That night I slept by the cold shape of Kallikrates and oh! it was the most fearful of all nights that ever I had passed upon the earth. Evil, very evil were the dreams that came to me, if dreams they were. In them it seemed that Noot spoke with me. Nay, not Noot, but a flickering tongue of fire which I knew to be the spirit of Noot. Naught could I see save that burning tongue, and from it came terrible words.
“Daughter,” it said, “you have cast my counsels to the winds, you have betrayed your trust, you have broken my commands that I gave to you out of the wisdom that was given to me. You have entered the Fire that you were set to watch. You have been embraced by the Fire and received its gifts. Behold the first fruits of them. The man whom you would have taken lies dead at your side, and yonder in the temple court another lies dead also, who was good until your hell-granted beauty made him evil. The worship of Isis is destroyed in this land that now nevermore will become a nation great and strong and pure. The heart of Amenartas is broken, yet she will live on to beget avengers, one of whom will overtake you at the appointed time. In loneliness, in remorse, in utter desolation you must endure till the Fire dies that cannot die while the world is; seeking yet never finding, or finding but to lose again. Henceforth you are an alien to the kindly race of men, a beauteous terror that all must desire and yet all fear and hate. Ever that which you seek will flit before you like a wandering star which you may never overtake, and in following it you will bring death to thousands. Daughter, you are accursed.”
“Is there then no redemption?” I asked of Noot in my dream.
“Aye, Ayesha, when the world is redeemed, then perchance you may find your part in that great forgiveness. Hearken. There is a vision which throughout your life has haunted you. In that vision Aphrodite and the evil gods, those gods that she had led into Egypt to destroy its higher faith, were summoned before the throne of Isis. In it also a fate and a command were laid upon you—that you should war against those gods and bring its punishment on Egypt that received and welcomed them.”
“It is but a fantasy,” I answered. “Now I know that there are no evil gods; there lives no Aphrodite; even no Isis.”

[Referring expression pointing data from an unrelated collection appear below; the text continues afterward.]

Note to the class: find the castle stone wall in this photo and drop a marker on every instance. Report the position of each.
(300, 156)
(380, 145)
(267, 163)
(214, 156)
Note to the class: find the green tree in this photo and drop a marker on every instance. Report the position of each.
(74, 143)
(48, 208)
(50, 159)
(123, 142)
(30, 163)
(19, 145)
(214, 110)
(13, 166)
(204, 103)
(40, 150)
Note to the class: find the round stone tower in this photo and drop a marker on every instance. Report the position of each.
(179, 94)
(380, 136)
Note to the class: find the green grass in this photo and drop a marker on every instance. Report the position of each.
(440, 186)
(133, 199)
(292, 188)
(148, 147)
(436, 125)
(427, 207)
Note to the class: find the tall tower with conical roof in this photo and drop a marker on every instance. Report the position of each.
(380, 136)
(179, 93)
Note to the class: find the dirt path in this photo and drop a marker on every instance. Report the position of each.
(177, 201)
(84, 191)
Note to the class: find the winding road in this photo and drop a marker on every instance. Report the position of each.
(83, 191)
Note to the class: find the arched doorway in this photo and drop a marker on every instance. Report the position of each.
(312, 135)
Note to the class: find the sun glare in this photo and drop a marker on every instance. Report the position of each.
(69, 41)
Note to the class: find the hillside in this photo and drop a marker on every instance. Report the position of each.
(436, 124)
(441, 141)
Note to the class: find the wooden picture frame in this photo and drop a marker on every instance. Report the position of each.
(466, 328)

“Daughter, you err. True, there is no Isis who was shaped only by the faith of earth and in the dreams of men. Yet there is that which they name Isis, as the highest that they know and can fashion in their thought. There is the eternal Good and that Good is God. Throughout the countless ages man, warring against Nature, has lifted up his heart till almost he seems to look upon the face of that almighty, regnant Good. Thus it was with you, Daughter, and now whither have you wended? You have fled down the backward path. You have undone all, you have gone back to Nature. Henceforth you are Nature’s self, shining with her false and passing beauty, inspired with her law of death, you who once drew near to the new law of Life that awaited you beyond the grave, which now you may not seek.”
“Whate’er I did, I did for Love and Love shall save me,” I seemed to answer in my agony.

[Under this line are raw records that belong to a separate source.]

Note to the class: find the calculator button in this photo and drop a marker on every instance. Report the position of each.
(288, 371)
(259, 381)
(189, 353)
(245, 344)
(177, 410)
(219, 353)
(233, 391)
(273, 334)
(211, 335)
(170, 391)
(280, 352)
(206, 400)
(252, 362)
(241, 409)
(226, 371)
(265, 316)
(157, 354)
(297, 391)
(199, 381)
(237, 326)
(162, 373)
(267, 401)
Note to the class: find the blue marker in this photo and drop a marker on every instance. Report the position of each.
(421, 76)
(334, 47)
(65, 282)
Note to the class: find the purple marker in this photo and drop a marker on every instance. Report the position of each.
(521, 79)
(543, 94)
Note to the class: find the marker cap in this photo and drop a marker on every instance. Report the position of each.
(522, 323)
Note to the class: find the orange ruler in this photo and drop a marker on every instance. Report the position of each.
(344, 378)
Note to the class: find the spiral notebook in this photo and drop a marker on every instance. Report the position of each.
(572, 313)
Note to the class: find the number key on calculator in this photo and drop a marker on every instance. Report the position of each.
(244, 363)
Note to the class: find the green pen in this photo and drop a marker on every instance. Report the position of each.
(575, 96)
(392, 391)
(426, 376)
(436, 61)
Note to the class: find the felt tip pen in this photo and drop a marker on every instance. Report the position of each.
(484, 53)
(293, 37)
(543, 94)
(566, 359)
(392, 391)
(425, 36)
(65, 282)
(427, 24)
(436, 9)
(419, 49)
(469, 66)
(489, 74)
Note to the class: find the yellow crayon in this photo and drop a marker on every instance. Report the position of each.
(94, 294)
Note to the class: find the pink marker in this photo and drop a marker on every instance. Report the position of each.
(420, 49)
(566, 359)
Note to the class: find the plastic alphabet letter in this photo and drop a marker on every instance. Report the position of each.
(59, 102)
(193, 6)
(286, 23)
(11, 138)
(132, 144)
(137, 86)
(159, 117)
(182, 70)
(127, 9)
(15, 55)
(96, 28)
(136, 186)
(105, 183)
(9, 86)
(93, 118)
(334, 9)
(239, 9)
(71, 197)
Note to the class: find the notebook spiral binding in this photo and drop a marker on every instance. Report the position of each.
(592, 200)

“Aye, Ayesha, doubtless in the end Love will save you, as it saves all things that without its grace must perish everlastingly. Yet for you that salvation is now far away, and ere it can be found, one by one you must conquer those passions that found you in the Fire. You who sought undying beauty, must see your fair body more hideous and more horrible than the leper of the streets. You who are filled with rage and strength must grow gentle as a dove and weak as a little child. By suffering you must learn to soothe the sufferings of others. By expiation you must atone your crimes, by faith once more you must lift up your soul. By the knowledge you shall win you must come to understand your own blind pettiness through time untold. Ayesha, this is your doom.”
Such was the substance of that dream and when I awoke from it, oh! how bitterly I wept. For now I understood. I was fallen—fallen! All that I had gathered through the long years of prayer and abstinence and service had been reft from me, and I who stood near to joy had sunk into a hell of unending sorrow. There was no Isis, so I had dreamed Noot to say, and so my new knowledge told me. Yet there was the eternal Good which in Egypt men knew as Isis, and in other lands by many a different name, and from that Good I was excommunicate.
Now like my savage ancestors of a million years before, I was but a part of Nature as we see her upon the earth and feel her in our blood and—this was the most dreadful of my punishments—my wisdom and my lost faith had become rules by which I could mete out the measure of my fall, for ignorance can smile at that which to knowledge is a hell. All Nature’s gifts were mine; all her beauty, all her desires, all her fierceness, all her hates, and one by one, through countless time I must weed her every evil growth from the garden of my poisoned soul. The curse with which she was accursed had smitten me also, and in the end her death would be my death. Such was the doom that I had brought upon my head when I had listened to the calling of that god of Fire.